Autre problème, le changement climatique et la sécheresse peuvent entraîner un dessèchement des réservoirs, ce qui réduit la capacité de l’énergie hydroélectrique dans de nombreuses régions du globe.

En réponse à tout cela, la croissance de l’énergie hydroélectrique a ralenti dans les pays riches, qui disposent de moins en moins de cours d’eau pour la construction de barrages, et peuvent se permettre d’explorer d’autres sources d’énergie renouvelables. Mais de grands barrages hydroélectriques continuent d’être construits dans les pays en voie de développement.
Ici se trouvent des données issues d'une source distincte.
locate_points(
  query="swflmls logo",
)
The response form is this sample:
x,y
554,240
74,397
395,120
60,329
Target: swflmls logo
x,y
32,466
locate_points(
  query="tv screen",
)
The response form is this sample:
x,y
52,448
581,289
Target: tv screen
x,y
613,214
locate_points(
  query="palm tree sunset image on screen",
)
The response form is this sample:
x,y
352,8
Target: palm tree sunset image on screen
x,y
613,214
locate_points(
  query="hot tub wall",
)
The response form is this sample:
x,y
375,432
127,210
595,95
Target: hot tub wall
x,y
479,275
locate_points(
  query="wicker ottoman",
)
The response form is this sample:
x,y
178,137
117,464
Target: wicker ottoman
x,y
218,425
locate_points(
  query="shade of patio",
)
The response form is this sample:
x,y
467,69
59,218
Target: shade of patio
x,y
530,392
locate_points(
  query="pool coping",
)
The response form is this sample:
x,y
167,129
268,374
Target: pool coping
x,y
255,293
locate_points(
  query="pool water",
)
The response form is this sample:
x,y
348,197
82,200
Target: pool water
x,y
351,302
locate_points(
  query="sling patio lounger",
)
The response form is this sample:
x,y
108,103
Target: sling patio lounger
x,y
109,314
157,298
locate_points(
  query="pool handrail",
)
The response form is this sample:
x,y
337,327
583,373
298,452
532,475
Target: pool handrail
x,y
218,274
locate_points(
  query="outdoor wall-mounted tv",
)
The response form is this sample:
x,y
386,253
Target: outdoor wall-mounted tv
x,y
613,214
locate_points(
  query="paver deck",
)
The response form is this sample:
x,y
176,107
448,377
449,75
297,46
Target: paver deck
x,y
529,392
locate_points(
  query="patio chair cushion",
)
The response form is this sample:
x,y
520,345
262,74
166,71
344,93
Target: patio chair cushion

Cependant, à mesure que les réseaux électriques deviennent plus dépendants du vent et du soleil, la demande de capacité de stockage augmentera probablement, ce qui pourrait déclencher un renouveau d’intérêt pour l’énergie hydroélectrique.

Dans les prochains chapitres, nous examinerons de plus près pourquoi nous avons besoin de tout ce stockage, et des moyens de l’obtenir sans construire de grands barrages.